LLNL / UnifyFS

UnifyFS: A file system for burst buffers
Other
105 stars 31 forks source link

gotcha failing to wrap stat() #318

Open adammoody opened 5 years ago

adammoody commented 5 years ago

Need to investigate further, but gotcha seems to fail when wrapping stat() on TOSS and LSF. This can lead to a segfault when the user application calls stat.

CamStan commented 5 years ago

David P. helped me debug something some time ago and I still have one of his emails. Before running the example you're trying to debug, set the environment variable GOTCHA_DEBUG=3.

A quick glance after doing this definitely says there's an issue with stat:

$ export GOTCHA_DEBUG=3
$ srun -N1 -n1 sysio-write-gotcha 2>&1
[gotcha_utils.c:58] - Gotcha debug initialized at level 3
⋮
7: stat will map to 0x2aaaaacee6e4
⋮
[gotcha.c:171] - Returning GOTCHA_FUNCTION_NOT_FOUND from gotcha_wrapbecause of entry 7  <---
[gotcha.c:176] - Returning code 1 from gotcha_wrap
⋮

There's probably more useful info in there, but that's what I'm seeing at first glance.

tonyhutter commented 5 years ago

I dunno if this is relevant, but stat() is weird in that it may be externed as stat() or inlined to __xstat() in /usr/include/sys/stat.h:

#ifndef __USE_FILE_OFFSET64
/* Get file attributes for FILE and put them in BUF.  */
extern int stat (const char *__restrict __file,
         struct stat *__restrict __buf) __THROW __nonnull ((1, 2));
#if defined __GNUC__ && __GNUC__ >= 2 && defined __USE_EXTERN_INLINES
/* Inlined versions of the real stat and mknod functions.  */

__extern_inline int
__NTH (stat (const char *__path, struct stat *__statbuf))
{
  return __xstat (_STAT_VER, __path, __statbuf);
}
clmendes commented 5 years ago

I am probably hitting this issue when running "transfer-gotcha" on Catalyst, i.e. I get a segfault.

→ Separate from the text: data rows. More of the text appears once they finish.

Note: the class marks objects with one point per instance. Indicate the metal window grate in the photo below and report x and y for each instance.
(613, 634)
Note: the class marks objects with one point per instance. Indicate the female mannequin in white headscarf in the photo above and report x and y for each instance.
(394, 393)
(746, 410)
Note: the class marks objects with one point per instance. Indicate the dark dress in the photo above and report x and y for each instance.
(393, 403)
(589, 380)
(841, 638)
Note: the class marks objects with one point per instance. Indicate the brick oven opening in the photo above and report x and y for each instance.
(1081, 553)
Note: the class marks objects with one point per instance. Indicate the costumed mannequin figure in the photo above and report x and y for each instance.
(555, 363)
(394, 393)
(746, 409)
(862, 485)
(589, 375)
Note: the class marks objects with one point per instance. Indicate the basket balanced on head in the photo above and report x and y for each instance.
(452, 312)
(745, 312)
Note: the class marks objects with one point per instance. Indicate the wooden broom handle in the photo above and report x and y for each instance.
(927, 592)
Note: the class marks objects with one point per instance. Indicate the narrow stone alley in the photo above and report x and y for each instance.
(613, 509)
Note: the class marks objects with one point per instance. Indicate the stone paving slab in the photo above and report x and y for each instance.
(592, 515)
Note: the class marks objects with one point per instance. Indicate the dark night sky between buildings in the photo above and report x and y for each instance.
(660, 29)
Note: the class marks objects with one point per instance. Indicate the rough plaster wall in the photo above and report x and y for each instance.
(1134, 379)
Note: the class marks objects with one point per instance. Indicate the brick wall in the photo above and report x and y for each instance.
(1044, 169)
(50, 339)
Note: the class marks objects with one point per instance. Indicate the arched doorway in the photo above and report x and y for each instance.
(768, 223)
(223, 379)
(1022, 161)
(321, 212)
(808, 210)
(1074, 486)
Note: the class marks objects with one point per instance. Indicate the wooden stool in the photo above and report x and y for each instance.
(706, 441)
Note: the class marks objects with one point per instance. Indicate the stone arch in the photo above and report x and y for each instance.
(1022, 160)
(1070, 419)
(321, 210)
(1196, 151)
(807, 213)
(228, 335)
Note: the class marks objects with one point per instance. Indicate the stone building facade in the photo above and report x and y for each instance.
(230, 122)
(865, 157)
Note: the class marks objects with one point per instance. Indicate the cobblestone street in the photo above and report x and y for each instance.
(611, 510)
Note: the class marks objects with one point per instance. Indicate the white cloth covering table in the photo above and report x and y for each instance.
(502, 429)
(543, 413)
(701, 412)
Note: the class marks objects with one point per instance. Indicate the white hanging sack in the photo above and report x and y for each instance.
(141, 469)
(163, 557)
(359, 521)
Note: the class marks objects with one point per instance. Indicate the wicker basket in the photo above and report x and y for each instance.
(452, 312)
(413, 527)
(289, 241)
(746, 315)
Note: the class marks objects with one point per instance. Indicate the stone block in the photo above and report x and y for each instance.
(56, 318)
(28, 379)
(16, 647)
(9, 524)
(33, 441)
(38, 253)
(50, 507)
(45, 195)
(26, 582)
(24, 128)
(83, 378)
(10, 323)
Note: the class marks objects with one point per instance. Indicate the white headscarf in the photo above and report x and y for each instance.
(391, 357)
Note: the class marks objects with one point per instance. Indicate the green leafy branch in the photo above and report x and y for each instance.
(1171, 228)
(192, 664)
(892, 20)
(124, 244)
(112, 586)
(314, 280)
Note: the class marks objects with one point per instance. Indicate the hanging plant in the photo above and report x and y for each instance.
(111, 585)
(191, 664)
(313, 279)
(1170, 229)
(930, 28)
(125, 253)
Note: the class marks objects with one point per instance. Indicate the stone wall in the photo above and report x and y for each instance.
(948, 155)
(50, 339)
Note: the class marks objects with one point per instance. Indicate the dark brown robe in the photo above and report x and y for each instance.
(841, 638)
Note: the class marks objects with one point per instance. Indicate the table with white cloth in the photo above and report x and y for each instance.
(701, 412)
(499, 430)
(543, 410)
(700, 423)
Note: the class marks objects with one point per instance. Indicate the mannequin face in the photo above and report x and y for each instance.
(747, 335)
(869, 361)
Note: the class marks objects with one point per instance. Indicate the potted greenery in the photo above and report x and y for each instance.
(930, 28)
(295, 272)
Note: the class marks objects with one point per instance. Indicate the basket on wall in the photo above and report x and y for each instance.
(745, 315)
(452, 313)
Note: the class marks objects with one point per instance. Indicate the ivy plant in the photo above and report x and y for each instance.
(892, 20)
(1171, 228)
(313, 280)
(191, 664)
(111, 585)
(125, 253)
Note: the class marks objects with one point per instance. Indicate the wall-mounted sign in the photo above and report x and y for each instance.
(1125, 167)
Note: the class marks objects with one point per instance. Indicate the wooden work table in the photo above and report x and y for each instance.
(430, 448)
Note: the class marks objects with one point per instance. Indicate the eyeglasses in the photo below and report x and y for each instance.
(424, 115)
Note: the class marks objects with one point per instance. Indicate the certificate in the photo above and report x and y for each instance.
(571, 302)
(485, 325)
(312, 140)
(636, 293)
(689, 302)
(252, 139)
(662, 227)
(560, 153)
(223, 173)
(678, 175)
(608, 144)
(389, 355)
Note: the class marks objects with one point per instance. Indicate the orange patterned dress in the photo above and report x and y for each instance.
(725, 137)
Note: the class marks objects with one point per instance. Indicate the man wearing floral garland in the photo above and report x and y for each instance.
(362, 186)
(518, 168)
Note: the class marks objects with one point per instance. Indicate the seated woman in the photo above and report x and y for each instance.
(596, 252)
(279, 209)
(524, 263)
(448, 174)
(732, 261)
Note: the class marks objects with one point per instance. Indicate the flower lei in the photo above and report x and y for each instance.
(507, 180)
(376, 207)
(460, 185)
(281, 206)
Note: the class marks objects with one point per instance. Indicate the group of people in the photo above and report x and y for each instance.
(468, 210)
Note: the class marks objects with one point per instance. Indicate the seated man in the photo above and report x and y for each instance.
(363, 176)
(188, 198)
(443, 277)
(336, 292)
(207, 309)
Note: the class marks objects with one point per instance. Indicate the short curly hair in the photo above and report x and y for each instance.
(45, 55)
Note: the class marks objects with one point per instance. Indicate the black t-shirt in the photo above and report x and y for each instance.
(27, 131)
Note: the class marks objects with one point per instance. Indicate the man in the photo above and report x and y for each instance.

When the applications starts, the first messages I see in stderr are:

@ unifyfs_init() [unifyfs.c:1797] gotcha_wrap returned 1 @ unifyfs_init() [unifyfs.c:1804] This function name failed to be wrapped: stat

KoyamaSohei commented 1 year ago

I got around this problem by replacing stat/fstat with xstat/fxstat in the application code.